MazeEval: A Benchmark for Testing Sequential Decision-Making in Language Models
- URL: http://arxiv.org/abs/2507.20395v1
- Date: Sun, 27 Jul 2025 19:33:45 GMT
- Title: MazeEval: A Benchmark for Testing Sequential Decision-Making in Language Models
- Authors: Hafsteinn Einarsson,
- Abstract summary: This paper introduces MazeEval, a benchmark designed to isolate and evaluate pure spatial reasoning in Large Language Models.<n>We evaluate eight state-of-the-art LLMs across identical mazes in both English and Icelandic to assess cross-linguistic transfer of spatial abilities.

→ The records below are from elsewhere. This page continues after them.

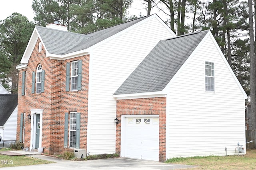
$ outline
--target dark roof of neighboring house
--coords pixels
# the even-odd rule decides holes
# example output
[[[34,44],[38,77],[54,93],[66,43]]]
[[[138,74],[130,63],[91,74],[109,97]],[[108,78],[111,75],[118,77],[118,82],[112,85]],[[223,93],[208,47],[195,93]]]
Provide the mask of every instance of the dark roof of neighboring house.
[[[88,34],[36,26],[45,47],[51,54],[63,55],[86,49],[142,21],[149,16]]]
[[[18,95],[0,94],[0,126],[3,126],[18,106]]]
[[[162,91],[209,31],[159,41],[114,94]]]

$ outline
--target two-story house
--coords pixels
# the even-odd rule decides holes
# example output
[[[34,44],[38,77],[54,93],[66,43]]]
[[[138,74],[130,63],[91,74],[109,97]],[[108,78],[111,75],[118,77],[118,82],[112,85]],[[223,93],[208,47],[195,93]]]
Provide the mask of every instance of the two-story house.
[[[247,96],[210,31],[177,37],[156,14],[66,31],[36,26],[16,67],[25,147],[164,161],[245,143]]]

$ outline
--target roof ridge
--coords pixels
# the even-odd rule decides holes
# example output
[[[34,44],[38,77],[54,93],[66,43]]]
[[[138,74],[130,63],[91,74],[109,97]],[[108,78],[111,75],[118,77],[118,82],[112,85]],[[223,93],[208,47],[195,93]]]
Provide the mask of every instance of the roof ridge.
[[[144,18],[149,17],[150,16],[152,16],[152,15],[153,15],[154,14],[151,14],[151,15],[150,15],[149,16],[144,16],[144,17],[140,17],[140,18],[138,18],[134,19],[133,20],[130,20],[129,21],[126,21],[126,22],[122,22],[121,23],[118,23],[118,24],[110,26],[110,27],[106,27],[106,28],[102,28],[102,29],[98,29],[98,30],[92,32],[91,33],[88,33],[85,34],[88,35],[88,34],[91,34],[91,33],[95,33],[96,32],[99,31],[102,31],[102,30],[104,30],[105,29],[107,29],[108,28],[111,28],[111,27],[115,27],[116,26],[119,25],[120,25],[122,24],[123,23],[127,23],[128,22],[131,22],[132,21],[135,21],[135,20],[137,20],[143,18]]]
[[[170,40],[171,40],[171,39],[175,39],[177,38],[180,38],[181,37],[186,37],[186,36],[188,36],[188,35],[192,35],[197,34],[200,33],[202,32],[206,31],[208,31],[209,30],[210,30],[210,29],[206,29],[206,30],[205,30],[201,31],[200,31],[194,32],[193,33],[189,33],[182,35],[179,35],[179,36],[176,37],[172,37],[172,38],[169,38],[169,39],[166,39],[165,40],[166,41]]]

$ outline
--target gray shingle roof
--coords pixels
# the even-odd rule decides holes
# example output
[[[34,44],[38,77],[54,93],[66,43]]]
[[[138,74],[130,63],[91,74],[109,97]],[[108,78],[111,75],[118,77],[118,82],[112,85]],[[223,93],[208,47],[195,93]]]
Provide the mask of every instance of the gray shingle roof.
[[[88,39],[89,36],[41,26],[36,26],[48,52],[62,55]]]
[[[208,31],[159,41],[114,95],[162,91]]]
[[[0,126],[3,126],[18,105],[18,95],[0,94]]]
[[[68,51],[66,53],[78,51],[90,47],[140,22],[150,16],[151,16],[140,18],[87,34],[87,35],[90,36],[89,38]]]
[[[134,20],[86,35],[40,26],[36,27],[48,52],[51,54],[61,55],[86,49],[149,16]]]

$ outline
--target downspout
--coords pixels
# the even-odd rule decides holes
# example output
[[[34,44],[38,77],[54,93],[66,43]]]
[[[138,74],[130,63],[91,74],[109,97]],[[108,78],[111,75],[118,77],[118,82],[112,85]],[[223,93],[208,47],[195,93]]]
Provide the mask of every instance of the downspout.
[[[25,118],[26,117],[26,113],[24,113],[24,117],[23,118],[23,143],[25,141]]]

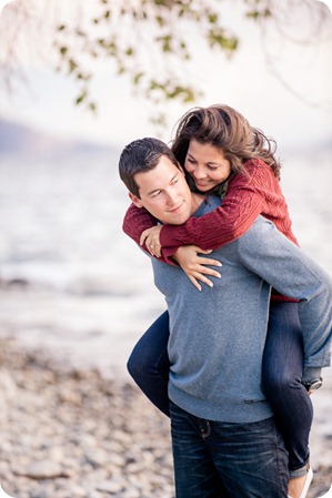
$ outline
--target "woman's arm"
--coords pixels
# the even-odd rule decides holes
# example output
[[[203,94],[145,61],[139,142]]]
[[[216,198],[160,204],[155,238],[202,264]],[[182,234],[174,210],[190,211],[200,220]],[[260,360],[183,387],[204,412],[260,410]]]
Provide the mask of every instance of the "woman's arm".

- Score: 0.0679877553227375
- License: http://arxiv.org/licenses/nonexclusive-distrib/1.0/
- Abstract: As Large Language Models (LLMs) increasingly power autonomous agents in robotics and embodied AI, understanding their spatial reasoning capabilities becomes crucial for ensuring reliable real-world deployment. Despite advances in language understanding, current research lacks evaluation of how LLMs perform spatial navigation without visual cues, a fundamental requirement for agents operating with limited sensory information. This paper addresses this gap by introducing MazeEval, a benchmark designed to isolate and evaluate pure spatial reasoning in LLMs through coordinate-based maze navigation tasks. Our methodology employs a function-calling interface where models navigate mazes of varying complexity ($5\times 5$ to $15\times 15$ grids) using only coordinate feedback and distance-to-wall information, excluding visual input to test fundamental spatial cognition. We evaluate eight state-of-the-art LLMs across identical mazes in both English and Icelandic to assess cross-linguistic transfer of spatial abilities. Our findings reveal striking disparities: while OpenAI's O3 achieves perfect navigation for mazes up to size $30\times 30$, other models exhibit catastrophic failure beyond $9\times 9$ mazes, with 100% of failures attributed to excessive looping behavior where models revisit a cell at least 10 times. We document a significant performance degradation in Icelandic, with models solving mazes 3-4 sizes smaller than in English, suggesting spatial reasoning in LLMs emerges from linguistic patterns rather than language-agnostic mechanisms. These results have important implications for global deployment of LLM-powered autonomous systems, showing spatial intelligence remains fundamentally constrained by training data availability and highlighting the need for architectural innovations to achieve reliable navigation across linguistic contexts.